I am working on a multiclass classification problem with $k$ classes by jointy performing $k$ linear regressions (I know this isn't the best way to tackle this kind of problem).
The result of this joint regression is a $N \times k$ matrix $\hat{Y}$, where each row $i$ contains $k$ floats representing the prediction for observation $i$ relative to each of the classes. I also have a $N \times k$ matrix for the validation/test set labels $Y$, however these matrices are one-hot such that each row contains one '1' in the column of the true label and 0's in all other columns.
I need to compute the square loss of my predictions following regression, but I am unsure how to compute the square loss between two vectors.

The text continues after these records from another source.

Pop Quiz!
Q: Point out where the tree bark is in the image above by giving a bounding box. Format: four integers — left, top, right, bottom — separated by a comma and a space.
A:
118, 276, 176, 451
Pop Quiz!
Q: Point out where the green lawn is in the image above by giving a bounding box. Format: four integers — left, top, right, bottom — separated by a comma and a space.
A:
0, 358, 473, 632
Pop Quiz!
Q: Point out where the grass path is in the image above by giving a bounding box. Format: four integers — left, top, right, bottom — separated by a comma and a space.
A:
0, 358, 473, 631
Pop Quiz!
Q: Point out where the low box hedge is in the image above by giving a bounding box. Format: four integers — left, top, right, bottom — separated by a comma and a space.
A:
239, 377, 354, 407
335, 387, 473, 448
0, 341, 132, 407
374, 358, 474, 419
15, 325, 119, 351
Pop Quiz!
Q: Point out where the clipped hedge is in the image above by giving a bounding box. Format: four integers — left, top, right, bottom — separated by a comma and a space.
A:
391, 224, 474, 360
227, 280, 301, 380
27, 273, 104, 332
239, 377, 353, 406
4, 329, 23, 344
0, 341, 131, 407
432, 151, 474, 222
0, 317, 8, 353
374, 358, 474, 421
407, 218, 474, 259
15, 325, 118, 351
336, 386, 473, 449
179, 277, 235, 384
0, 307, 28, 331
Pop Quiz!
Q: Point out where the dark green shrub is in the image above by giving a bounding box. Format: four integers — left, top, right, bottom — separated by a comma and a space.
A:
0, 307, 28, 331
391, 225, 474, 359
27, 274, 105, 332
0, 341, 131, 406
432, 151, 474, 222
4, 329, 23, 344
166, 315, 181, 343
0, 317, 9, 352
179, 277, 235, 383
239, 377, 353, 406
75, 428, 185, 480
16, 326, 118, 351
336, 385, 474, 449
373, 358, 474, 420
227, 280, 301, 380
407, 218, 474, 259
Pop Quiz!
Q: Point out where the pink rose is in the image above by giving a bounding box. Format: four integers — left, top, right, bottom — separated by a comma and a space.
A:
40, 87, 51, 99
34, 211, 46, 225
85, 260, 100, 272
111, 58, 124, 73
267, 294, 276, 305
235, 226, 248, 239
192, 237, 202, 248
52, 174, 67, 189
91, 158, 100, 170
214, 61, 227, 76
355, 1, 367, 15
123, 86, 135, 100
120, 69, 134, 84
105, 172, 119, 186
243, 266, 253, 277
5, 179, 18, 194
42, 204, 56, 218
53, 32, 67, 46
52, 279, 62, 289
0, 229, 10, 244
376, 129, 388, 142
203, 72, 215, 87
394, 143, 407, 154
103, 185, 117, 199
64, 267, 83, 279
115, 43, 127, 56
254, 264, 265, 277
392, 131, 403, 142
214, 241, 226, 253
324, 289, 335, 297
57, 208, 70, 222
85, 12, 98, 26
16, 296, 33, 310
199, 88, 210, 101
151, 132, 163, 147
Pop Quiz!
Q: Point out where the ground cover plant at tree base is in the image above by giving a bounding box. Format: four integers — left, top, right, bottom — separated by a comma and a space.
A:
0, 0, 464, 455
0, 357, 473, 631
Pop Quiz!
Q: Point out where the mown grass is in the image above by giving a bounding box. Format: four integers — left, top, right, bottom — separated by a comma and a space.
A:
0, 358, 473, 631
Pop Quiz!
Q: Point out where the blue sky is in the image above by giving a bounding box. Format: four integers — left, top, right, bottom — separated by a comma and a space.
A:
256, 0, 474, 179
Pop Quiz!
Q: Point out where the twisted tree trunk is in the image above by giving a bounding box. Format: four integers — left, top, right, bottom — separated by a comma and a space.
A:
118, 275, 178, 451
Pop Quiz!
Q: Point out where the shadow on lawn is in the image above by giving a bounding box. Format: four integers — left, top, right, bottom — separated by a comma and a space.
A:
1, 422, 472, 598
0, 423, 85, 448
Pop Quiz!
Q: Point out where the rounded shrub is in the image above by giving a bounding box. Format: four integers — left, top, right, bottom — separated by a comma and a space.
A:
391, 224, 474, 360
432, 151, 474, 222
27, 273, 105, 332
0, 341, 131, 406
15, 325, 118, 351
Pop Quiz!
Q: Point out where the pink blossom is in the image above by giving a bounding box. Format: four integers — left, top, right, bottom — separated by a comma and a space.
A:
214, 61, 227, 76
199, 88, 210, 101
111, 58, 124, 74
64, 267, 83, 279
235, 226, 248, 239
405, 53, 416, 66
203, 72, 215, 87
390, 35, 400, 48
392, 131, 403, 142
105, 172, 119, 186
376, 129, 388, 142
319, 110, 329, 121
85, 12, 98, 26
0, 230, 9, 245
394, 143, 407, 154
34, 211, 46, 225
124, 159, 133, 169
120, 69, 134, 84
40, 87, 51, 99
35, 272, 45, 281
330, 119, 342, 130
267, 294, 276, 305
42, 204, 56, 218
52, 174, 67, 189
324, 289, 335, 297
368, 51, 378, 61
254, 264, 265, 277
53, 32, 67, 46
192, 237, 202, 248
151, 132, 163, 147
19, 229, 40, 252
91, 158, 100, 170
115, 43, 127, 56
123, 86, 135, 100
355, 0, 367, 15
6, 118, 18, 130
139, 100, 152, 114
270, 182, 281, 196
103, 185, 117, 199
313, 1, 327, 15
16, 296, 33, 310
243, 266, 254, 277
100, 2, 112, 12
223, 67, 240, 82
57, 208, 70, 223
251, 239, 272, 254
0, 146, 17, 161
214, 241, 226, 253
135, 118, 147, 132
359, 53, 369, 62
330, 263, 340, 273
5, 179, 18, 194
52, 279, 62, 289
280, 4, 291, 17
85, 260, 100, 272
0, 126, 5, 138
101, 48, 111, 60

Is the following correct? $$ \text{Suppose each $y_i$ is a one-hot $k$-vector (e.g., [0,0,1,0,0,0] with $k=6$)} \\ \text{and each $\hat{y}_i$ is a $k$-vector of float values} \\ \text{Square loss} = \frac{1}{N}\sum_{i=1}^{N} \left( ||y_i - \hat{y}_i||_2 \right)^2 \\ = \frac{1}{N}\sum_{i=1}^{N} \left( \sqrt{(y_{i,1} - \hat{y}_{i,1})^2 + (y_{i,1} - \hat{y}_{i,1})^2 + ... + (y_{i,k} - \hat{y}_{i,k})^2} \right)^2 $$
...
As a separate but related question, I observe that all of the elements of my resulting $\hat{y}_i$ vectors are quite small, on the order of $10^{-4}$ to $10^{-1}$. Is this problematic? It seems that square loss will not be very meaningful when computing between vectors with one-hot 0/1 values and vectors with such small floats. However, when I assign each observation to the class with the largest element in $\hat{y}_i$ the 0-1 loss is relatively low (~86% accuracy) regardless of the fact that the magnitudes of the $\hat{y}_i$'s are small.